The New Trend of Decentralized Government Data Aggregation

06 April 2016

A new approach to government data sharing is emerging, and it has the potential to reshape how and why data is published openly: decentralized government data aggregation.

For years, governments were encouraged to publish open data for the benefit of the private sector. This is a terrible incentive for government and its employees, and consequently doesn’t work. Gradually, governments are starting to use their open data programs as a vector for sharing data between governments agencies (e.g., a state agency sharing corporate records with localities to enable business tax audits), instead of as a mechanism to provide public data to the private sector for uncertain benefits (with associated handwaving about “apps”). This makes the data available to the public just the same, but uses a different incentive model, one based on how government actually works.

An early example of this was the White House’s 2013 requirement that federal agencies publish public, machine-readable inventories of their data holdings. The inventories must be published as a file named data.json, at the root of federal domains (e.g., usda.gov/data.json, interior.gov/data.json, commerce.gov/data.json, etc.), providing metadata about every dataset that they hold. The purpose of this was to allow Data.gov to harvest the data for the federal government’s central data repository, but the happy byproduct is that, by requiring that these inventories be published publicly, anybody can have them. (Disclaimer: I was one of the creators of this standard.)

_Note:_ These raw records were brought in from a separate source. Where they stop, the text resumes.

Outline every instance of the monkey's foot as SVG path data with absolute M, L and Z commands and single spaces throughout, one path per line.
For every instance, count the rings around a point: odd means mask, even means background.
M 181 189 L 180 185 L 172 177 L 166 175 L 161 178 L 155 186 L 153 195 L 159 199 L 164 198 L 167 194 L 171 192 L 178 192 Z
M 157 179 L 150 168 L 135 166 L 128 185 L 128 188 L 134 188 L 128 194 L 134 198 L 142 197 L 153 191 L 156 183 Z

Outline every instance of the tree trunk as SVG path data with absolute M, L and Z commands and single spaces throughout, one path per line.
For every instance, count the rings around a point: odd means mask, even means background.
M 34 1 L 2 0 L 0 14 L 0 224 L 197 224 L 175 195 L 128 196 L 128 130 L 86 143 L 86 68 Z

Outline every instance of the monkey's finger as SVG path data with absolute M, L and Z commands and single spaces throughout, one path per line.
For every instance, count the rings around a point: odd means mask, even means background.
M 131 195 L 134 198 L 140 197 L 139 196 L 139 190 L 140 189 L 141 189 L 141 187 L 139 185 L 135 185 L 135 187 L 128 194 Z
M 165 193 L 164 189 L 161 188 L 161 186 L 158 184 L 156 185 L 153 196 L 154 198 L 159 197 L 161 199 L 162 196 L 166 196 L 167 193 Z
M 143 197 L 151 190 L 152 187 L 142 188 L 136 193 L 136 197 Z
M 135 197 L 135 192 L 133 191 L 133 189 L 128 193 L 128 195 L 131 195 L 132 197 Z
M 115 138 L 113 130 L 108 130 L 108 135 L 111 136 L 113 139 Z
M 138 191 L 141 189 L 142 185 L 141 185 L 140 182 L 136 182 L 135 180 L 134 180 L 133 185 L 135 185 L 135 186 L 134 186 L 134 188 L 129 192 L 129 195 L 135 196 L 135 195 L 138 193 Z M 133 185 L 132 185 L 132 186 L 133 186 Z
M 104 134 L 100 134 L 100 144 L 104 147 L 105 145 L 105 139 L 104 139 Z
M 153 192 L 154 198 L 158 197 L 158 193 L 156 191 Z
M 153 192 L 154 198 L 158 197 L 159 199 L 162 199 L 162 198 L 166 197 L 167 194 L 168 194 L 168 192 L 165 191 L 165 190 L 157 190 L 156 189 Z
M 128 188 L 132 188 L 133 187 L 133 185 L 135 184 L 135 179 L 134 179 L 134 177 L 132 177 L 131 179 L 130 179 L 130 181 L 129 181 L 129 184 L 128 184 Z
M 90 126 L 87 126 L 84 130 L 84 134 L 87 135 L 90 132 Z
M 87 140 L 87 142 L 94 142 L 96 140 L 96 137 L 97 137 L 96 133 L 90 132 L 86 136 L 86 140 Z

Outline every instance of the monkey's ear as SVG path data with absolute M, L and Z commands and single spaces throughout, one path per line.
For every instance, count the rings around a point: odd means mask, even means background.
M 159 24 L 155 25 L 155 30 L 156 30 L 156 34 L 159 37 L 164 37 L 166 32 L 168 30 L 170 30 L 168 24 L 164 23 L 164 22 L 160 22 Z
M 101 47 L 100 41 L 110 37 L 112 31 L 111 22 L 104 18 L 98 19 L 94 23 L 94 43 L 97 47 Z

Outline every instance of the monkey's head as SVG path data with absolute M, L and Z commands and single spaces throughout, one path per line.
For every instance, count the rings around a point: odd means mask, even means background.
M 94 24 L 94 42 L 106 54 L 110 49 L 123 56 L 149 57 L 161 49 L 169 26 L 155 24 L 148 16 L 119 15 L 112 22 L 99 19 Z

Another prominent example of this is in the OpenAddresses project—a private effort, but one that is powered by open geodata published by local and state GIS departments. By gathering up data from over 1,300 sources, the project has collected the coordinates of over 240 million addresses. Now the U.S. Department of Transportation is likely to emulate this approach, as they plan their National Address Database. Although this is far from a done deal, decentralized aggregation is probably the only viable path to a national address database, so the odds are good. (Disclaimer: I am a volunteer for OpenAddresses. Apparently I’m a fan of decentralized government data aggregation.)

Just last month came a particularly exciting development in this emerging method of exchanging government data—U.S. Secretary of Transportation Anthony Foxx asked every local and state transit agency to publish their route data openly. Specifically, he’s called on them to publish it in the General Transit Feed Specification, on their website where anybody can download it, to be placed into the public domain:

About half of the transit agencies in the United States, including almost all of the largest agencies, already collect this information in a common format, GTFS, and make it available either publicly through their Web site or directly to private companies. Each transit agency sets a variety of restrictive terms on the use of heir data. This information can be accessed for analytical purposes by the public, planning agencies, researchers, or Government agencies, but it must be requested on a case-by-case basis.

The solution is straightforward: a national repository of voluntarily provided, public domain GTFS feed data that is compiled into a common format with data from fixed route systems.

This will form the basis for a National Transit Map. […] It would be a service to your community and the Nation if your agency would permit DOT to collect your GTFS data from your Web site on a periodic basis so that we can incorporate your agency’s routing and schedule into the National Transit Map. […] We will be placing the compiled information in the public domain as open data.

This is an important new vector for open data. Open data is sometimes better for government than closed data, because open data infrastructure is sometimes more advanced than closed data infrastructure.

18F, the U.S. digital services team, summed it up in a tweet last week:

Government and its data are too big to share data through dedicated systems. But open data scales up to the size of government and its data. Decentralized open data is a promising new vector to make that happen.